Glints of Light on Broken Glass: the Art of Showing in Writing

"Broken Window" by Angie D. https://www.flickr.com/photos/51119016@N04/5976540021

“Broken Window” by Angie D. https://www.flickr.com/photos/51119016@N04/5976540021

Some of the first things new writers are told is to write what you know, and to show, and not tell. Russian playwright and author Anton Checkhov is credited with having said “Don’t tell me the moon is shining; show me the glint of light on broken glass,” underscoring the latter. Showing can be a powerful tool when used with discretion, but all too often new authors forget to do this, preferring instead to paint their word pictures with broad strokes rather than choose a finer brush.

I’ve often written about how writing is a construct, something artificial made to seem real. Everything authors do, from creating and recreating setting, penning plot, and/or developing character and dialogue is not real. Everything about any given scene is there for a purpose; the trick is to add them subtly so they seem happenstance .

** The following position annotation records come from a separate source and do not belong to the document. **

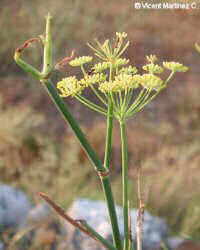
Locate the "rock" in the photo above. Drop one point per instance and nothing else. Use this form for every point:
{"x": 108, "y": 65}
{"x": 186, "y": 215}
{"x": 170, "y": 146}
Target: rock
{"x": 174, "y": 242}
{"x": 2, "y": 247}
{"x": 95, "y": 214}
{"x": 14, "y": 207}
{"x": 189, "y": 245}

One mistake many new authors make is in how to express the physical appearance of a character. Having the character stand in front of a mirror and take stock, making note of his or her own hair and eye colour, and the shape of his or her jaw, lips, and nose doesn’t work. How many times have you looked in the mirror and taken stock? When I look in the mirror, the bow of my eyebrow is only important to me if it’s time to get a waxing. I notice my eye colour if my clothes make them pop. I may make note of my hair colour, but only if it’s time for a dye job.

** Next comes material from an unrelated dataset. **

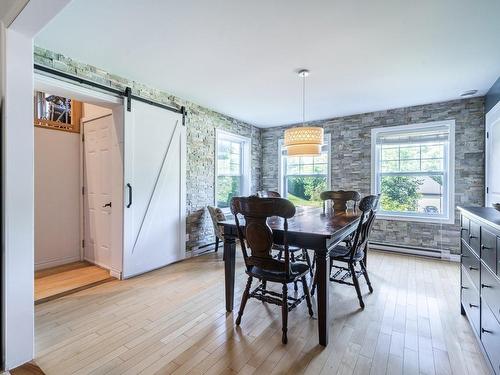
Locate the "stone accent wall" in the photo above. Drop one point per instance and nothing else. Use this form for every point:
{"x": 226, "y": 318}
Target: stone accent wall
{"x": 351, "y": 163}
{"x": 201, "y": 125}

Here’s another mistake. When I flip my hair back from my face, I don’t think that my hair is brown with red highlights as I’m doing so. I might be cognizant of the fact that I’m flipping too many times in a day and am due for a cut. I might get frustrated and sweep it back into a ponytail, but I don’t take note of the colour. Your characters shouldn’t either.

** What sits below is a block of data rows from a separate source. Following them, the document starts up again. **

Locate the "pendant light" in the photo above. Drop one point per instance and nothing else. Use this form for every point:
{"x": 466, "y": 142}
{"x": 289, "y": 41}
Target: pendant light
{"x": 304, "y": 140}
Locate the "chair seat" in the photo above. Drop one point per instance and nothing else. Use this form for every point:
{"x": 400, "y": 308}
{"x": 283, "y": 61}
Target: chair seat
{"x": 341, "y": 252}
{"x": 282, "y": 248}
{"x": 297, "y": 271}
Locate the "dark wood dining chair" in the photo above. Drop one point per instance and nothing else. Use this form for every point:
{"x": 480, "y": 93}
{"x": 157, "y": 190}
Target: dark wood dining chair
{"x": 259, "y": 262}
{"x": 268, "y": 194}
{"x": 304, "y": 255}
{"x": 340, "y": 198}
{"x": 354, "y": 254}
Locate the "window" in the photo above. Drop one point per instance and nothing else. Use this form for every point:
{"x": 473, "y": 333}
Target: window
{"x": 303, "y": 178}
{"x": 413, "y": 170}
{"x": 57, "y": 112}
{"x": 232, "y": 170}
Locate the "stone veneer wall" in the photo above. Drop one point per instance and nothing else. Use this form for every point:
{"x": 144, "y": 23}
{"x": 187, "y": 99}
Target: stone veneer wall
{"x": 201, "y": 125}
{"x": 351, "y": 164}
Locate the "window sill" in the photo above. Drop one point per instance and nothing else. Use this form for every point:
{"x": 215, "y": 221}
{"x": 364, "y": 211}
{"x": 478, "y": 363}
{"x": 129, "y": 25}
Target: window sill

When you get into your car to go to work in the morning, do you take time to contemplate that it’s a 2010 slate grey, four-door Toyota Camry?  Isn’t it more likely you might think that it’s a beater, or that it’s nearly half-a-decade old and still looks like new? Might you think it needs a wash? Would you rub at a patch of dirt to make sure it wasn’t a scratch? Be annoyed that the neighbourhood kids wrote “Wash Me!” with their finger on the trunk again?

If I describe the car, my reader will know a lot about the make and model of the car, but little about the driver. If I get into the driver’s head and show what he’s thinking, I’m building character. If my reader drives a middle-age Camry, s/he might find a small point of identification with my character. If I show my character as either taking pride in the car or neglecting it, I’ve given my reader a more precise point of connection.

The next time you show detail, consider narrative viewpoint. If you describe something your character wouldn’t normally see, think or hear, then change tack.  For example, if I smile, I can’t see my white teeth gleam in the sunlight. I might feel my cheeks ache, the cold air I let in when I part my lips might hurt my overly-sensitive teeth, or I can imagine I must look like a grinning idiot (but I can’t know for sure).

Never forget your job as a writer is to construct an immersive version of reality.   Paint your word pictures with fine detail, and texture with character, dialogue and setting, using only the palette colours limited by your narrative point of view.